Ginger garlic Brussels sprouts
One-pound fresh Brussels sprouts, cleaned and sliced
Juice from 1/2 a lime or 1 Tbsp. lime juice
1 Tbsp. canola or corn oil
1/2 tsp. garlic salt
1 tsp. ginger paste or grated fresh ginger
- Set your air fryer to 400 degrees and heat for 3 minutes.
- Place the sliced Brussels sprouts in a medium sized bowl.
- In a small measuring cup, whisk together the lime juice, canola oil, garlic salt and ginger.
- Pour the lime juice mixture over the Brussels sprouts and toss to coat them.
- Spray the air fryer with non-stick spray before placing the sprouts in the fryer.
- Air fry the Brussels sprouts for 8 to 9 minutes until crispy.
Makes 3 to 4 servings.
I often hear “I’m too busy to prep meals”. I get it. After a long day of work or being home with your kids, you may not be in the mood to chop a lot of food for dinner. With St. Patrick’s Day coming, I feel that it’s my duty to provide a simple cabbage-based recipe.
Fortunately, there’s lots of healthy short cuts you can take. For example, bagged coleslaw can be used in salads, stir fries or to top tacos. It’s already shredded and ready to go. Coleslaw is made up of two ingredients- cabbage and carrots. Both are a source of vitamin C as well as beta-carotene. Cabbage also provides vitamin K, a necessary nutrient for blood clotting and bone health. Being from the same family as broccoli, it’s also a source of phytochemicals, which help prevent cancer.

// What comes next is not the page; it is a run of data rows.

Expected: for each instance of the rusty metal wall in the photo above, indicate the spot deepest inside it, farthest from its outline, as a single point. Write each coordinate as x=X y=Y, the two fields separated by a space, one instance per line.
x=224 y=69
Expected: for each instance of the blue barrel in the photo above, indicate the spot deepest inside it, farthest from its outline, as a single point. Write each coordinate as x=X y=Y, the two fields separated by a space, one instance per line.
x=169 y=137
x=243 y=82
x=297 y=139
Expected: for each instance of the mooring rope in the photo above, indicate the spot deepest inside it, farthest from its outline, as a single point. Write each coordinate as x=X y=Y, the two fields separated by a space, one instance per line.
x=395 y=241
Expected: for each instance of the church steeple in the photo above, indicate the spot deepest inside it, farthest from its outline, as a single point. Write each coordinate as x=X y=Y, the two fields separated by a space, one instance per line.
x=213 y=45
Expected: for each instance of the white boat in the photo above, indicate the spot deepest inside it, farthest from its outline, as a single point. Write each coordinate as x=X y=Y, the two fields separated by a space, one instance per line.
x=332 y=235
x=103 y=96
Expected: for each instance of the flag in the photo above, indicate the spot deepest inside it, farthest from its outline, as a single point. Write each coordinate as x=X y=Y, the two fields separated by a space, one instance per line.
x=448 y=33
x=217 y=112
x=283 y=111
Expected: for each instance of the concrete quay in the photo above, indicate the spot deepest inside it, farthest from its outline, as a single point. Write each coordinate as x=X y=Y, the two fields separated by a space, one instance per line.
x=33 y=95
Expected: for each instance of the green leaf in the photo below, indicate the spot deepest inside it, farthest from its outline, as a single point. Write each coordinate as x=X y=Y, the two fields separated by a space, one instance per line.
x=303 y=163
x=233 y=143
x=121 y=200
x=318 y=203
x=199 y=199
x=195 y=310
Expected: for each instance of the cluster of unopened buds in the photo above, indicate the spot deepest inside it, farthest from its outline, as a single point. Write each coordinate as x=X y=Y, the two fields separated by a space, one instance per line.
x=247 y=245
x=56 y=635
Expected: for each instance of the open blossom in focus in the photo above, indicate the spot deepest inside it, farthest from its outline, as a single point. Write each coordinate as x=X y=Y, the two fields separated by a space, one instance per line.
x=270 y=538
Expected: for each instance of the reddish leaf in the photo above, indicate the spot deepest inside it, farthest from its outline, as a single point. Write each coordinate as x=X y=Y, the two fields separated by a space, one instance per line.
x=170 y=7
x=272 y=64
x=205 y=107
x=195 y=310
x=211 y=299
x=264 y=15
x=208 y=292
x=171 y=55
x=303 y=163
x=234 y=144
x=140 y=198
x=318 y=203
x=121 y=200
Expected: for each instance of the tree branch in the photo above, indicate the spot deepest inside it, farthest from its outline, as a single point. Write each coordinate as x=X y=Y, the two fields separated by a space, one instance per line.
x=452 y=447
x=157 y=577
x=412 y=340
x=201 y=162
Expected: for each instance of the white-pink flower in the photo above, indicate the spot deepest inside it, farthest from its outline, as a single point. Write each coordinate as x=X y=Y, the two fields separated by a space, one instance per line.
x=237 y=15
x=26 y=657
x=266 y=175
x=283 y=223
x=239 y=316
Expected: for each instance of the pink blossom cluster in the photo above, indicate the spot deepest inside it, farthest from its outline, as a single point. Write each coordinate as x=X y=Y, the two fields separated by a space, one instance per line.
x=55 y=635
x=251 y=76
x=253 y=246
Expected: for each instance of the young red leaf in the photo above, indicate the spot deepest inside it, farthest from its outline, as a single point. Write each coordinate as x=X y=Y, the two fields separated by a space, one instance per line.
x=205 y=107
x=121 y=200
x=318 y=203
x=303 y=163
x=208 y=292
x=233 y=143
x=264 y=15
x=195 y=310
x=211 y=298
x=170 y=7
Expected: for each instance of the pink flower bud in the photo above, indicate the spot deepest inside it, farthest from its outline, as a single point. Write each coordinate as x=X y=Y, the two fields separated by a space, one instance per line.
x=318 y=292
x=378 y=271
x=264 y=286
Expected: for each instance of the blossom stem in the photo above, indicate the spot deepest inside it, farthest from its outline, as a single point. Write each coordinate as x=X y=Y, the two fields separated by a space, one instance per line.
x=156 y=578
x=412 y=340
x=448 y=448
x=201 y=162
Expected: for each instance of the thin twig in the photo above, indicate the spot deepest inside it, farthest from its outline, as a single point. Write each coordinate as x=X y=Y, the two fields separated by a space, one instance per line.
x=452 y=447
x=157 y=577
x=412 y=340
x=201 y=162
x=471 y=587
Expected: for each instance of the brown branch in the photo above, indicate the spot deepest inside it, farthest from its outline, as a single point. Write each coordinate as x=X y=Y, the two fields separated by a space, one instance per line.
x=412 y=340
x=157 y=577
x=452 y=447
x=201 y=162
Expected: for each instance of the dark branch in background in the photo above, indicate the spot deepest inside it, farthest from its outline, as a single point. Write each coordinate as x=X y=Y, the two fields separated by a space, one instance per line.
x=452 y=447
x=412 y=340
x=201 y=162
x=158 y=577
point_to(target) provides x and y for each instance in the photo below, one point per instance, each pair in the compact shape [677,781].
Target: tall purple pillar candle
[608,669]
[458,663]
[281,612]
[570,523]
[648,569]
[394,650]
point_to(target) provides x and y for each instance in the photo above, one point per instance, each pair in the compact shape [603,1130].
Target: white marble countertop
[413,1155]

Rather than using a super sugary slaw dressing, I like to blend up citrus juice with simple ingredients like Dijon mustard, cumin or in this case, ginger paste. You’re welcome to grate fresh ginger for this slaw if you have it on hand, but I’ve gotten used to the convenience and shelf life of ginger paste. You can find it at most major grocery chains like Kroger or Aldi. If you use ground ginger, you’ll need half of what the recipe calls for as it’s a concentrated source of ginger.
I used canola oil in the recipe, but avocado oil or corn oil would work well, too. Olive oil has a distinct taste, so I don’t recommend it for this particular salad. If you don’t have limes or lime juice on hand, lemon juice or even orange juice would go well in this slaw. I add apples to mine, but if you’re concerned about carbs, you could use chopped cucumbers instead.
If you want to make the salad but have a nut allergy in your house, sunflower or pumpkin seed butter and sunflower seeds may be substituted for peanut butter and chopped peanuts. Pumpkin seeds could also be used.
This salad will last a two to three days in the fridge after making it. The vitamin C in the lime or other citrus juice keeps the apples from browning. Isn’t food science cool?
1 (14 ounce) bag coleslaw mix
1 Honey Crisp, Cosmic crisp or Fuji apple, cored and chopped
2 green onions, chopped (use green and white parts)
Juice of 1 large lime
1/3 cup canola oil
1 Tablespoon ginger paste
1 Tablespoon honey
1 Tablespoon peanut butter
1/3 cup chopped peanuts
- Place the coleslaw, chopped apples and green onions in a large bowl.
- In a medium bowl or large measuring cup, whisk together the lime juice, canola oil, ginger paste, honey and peanut butter to make a vinaigrette.
- Drizzle the dressing over the coleslaw mix and toss to coat.
- Top with chopped peanuts, toss and serve.